In older homes especially, fireplaces can be found at the heart of most living rooms, and historically were the main source of heating. With the rise of central heating, however, many homeowners decided to conceal their original fireplace, covering up another place where the warmth could escape from.

Reinstated fireplace with exposed brickwork

In modern homes, however, fireplaces have been regaining their status as the main focal point of a living space. While many choose to go for a modern fireplace, many people are also opting for a more traditional design for their home. Reinstating a traditional wood-burning fire requires a significant amount of work, in order to open up both the fireplace and the chimney once more.

Before you begin

It is fairly simple to tell whether there was originally a fireplace built into your house, as you will often be able to see a chimneybreast and alcoves to the side of it. Before you consider opening up your fireplace, you should also check with a surveyor that the work you plan to do will not cause any structural damage to your home. You may need to call in a builder to do the work if the wall has been completely rebuilt, if the lintel is cracked, or if there is no lintel in place at all. You can also check to see if the chimney has been removed by looking in the loft for a flue or remnants of one, which could include chopped-off bricks or a strip of soot. The chimney and flue will also need to be reinstated completely if you’re planning on introducing a fully working fire into your home.

Initial steps

The first step you should take to uncover and unblock the fireplace is to find what is called the builder’s opening. The builder’s opening is a rectangular recess in the chimneybreast which the fireback is fitted to. These range in size from large ones found in pre-Georgian era houses to ones little more than three square-feet in size in Victorian houses. You can find this opening by removing the airbrick, removing the ventilation vent or taking out two bricks from about a foot above the floor. Hold a lit taper in front of this opening. If the flame is drawn towards the opening, it indicates that the chimney is clear, whereas if the flame remains still, it means that the chimney is obstructed in some way.

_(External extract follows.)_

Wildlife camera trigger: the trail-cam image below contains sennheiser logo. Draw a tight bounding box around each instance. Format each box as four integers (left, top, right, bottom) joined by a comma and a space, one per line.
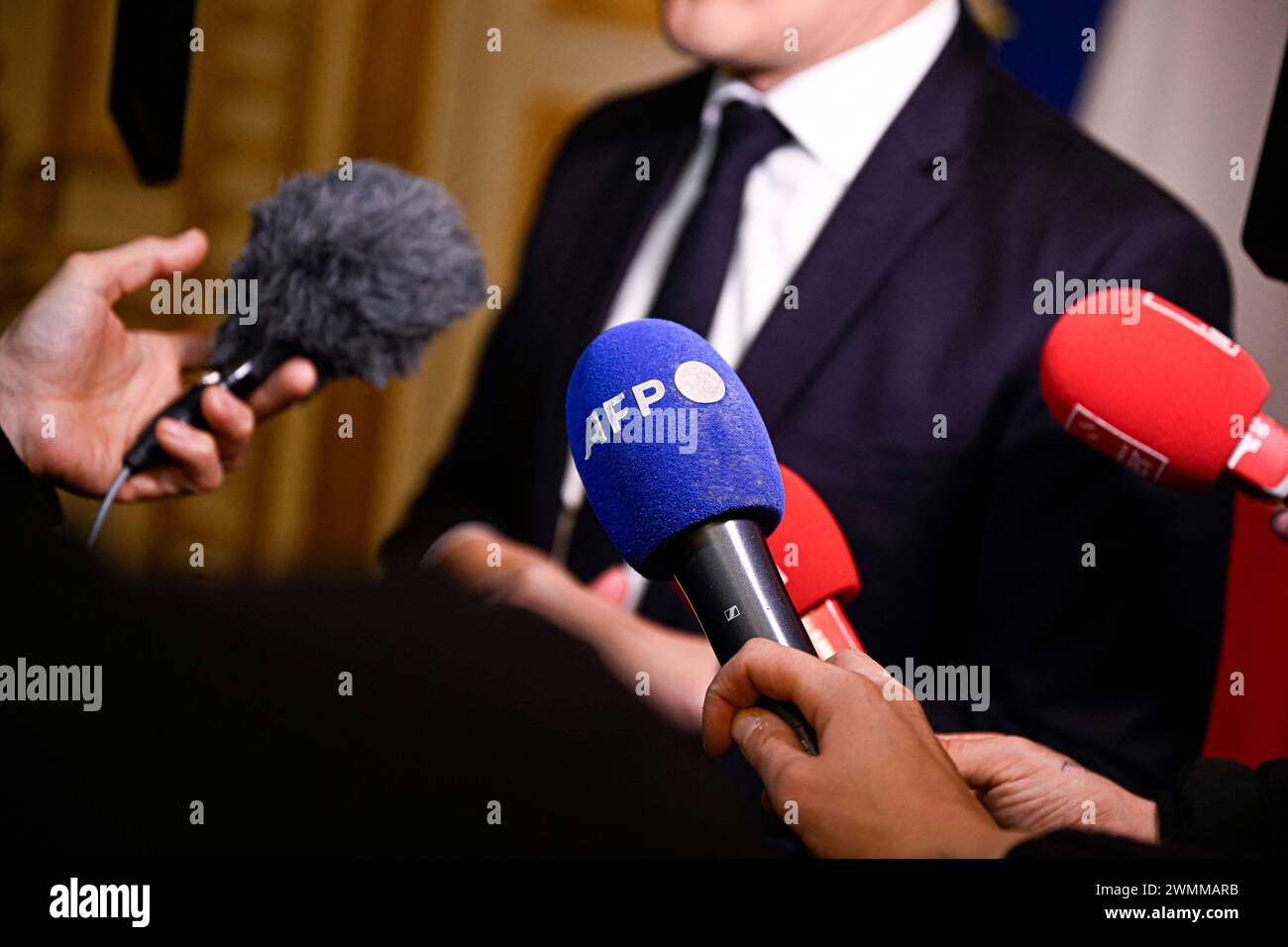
49, 875, 152, 927
0, 657, 103, 711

Another check you can carry out beforehand is to see if the fireplace hearth is still in place; you can do this by lifting the floor covering. The hearth is normally a concrete slab about half a foot deep, which is located not only underneath the fire but also out into the remainder of the room. If it is missing, the hearth will need to be rebuilt along with the other elements of the fireplace.

Reinstatement

Before you begin any of the work, make sure your floors and furniture are protected by covering them up. You can then begin the work by chopping off the plaster from where the centre of the fireplace would be, and then work outwards. You should then be able to see the outline of the opening appearing. This should be spanned by a lintel, which you should leave in place. Remove a full course of masonry a width of the opening underneath the lintel, and here you should be able to see a space with a fireback, otherwise known as a fireplace backpanel, where the fire would have once burned. For the most part, if the fireback is in good condition it can be left alone. Cracks in the fireback can be filled in with cement, but more extensive damage may require the help of a specialist.

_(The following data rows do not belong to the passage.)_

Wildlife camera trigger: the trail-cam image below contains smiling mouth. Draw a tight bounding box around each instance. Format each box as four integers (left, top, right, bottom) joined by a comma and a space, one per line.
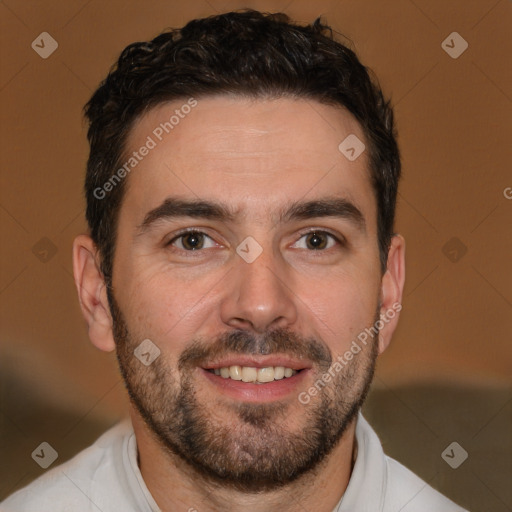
207, 365, 302, 384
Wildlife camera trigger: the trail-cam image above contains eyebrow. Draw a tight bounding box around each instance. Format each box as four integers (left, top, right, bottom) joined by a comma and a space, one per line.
137, 197, 366, 235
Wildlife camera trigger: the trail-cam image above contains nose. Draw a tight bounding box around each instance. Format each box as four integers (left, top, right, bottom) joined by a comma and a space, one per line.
220, 249, 297, 333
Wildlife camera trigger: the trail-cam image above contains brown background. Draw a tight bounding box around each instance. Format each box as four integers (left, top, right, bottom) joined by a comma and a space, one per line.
0, 0, 512, 512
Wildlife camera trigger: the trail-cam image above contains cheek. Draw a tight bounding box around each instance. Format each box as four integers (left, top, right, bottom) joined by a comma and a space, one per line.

Once you can see the outline of the structural opening, the lintel and the arch, you can remove all of the masonry within the outline, revealing a square opening where you can place your fire or stove. At this point, there are a few more checks that need to be carried out. Damaged arches or lintels will need to be repaired, while any flue or chimney capping will also need to be removed. Before you install a new fireplace, you should also get a chimney sweep to both clean and inspect the flue. The condition of the lining should also be checked and a smoke test carried out.

You may also need to apply some kind of false wall or dry-lining to the face of the chimneybreast. Over time, tar may have become absorbed into the brickwork, and the flue may have become damp, which could soak through into the plasterwork.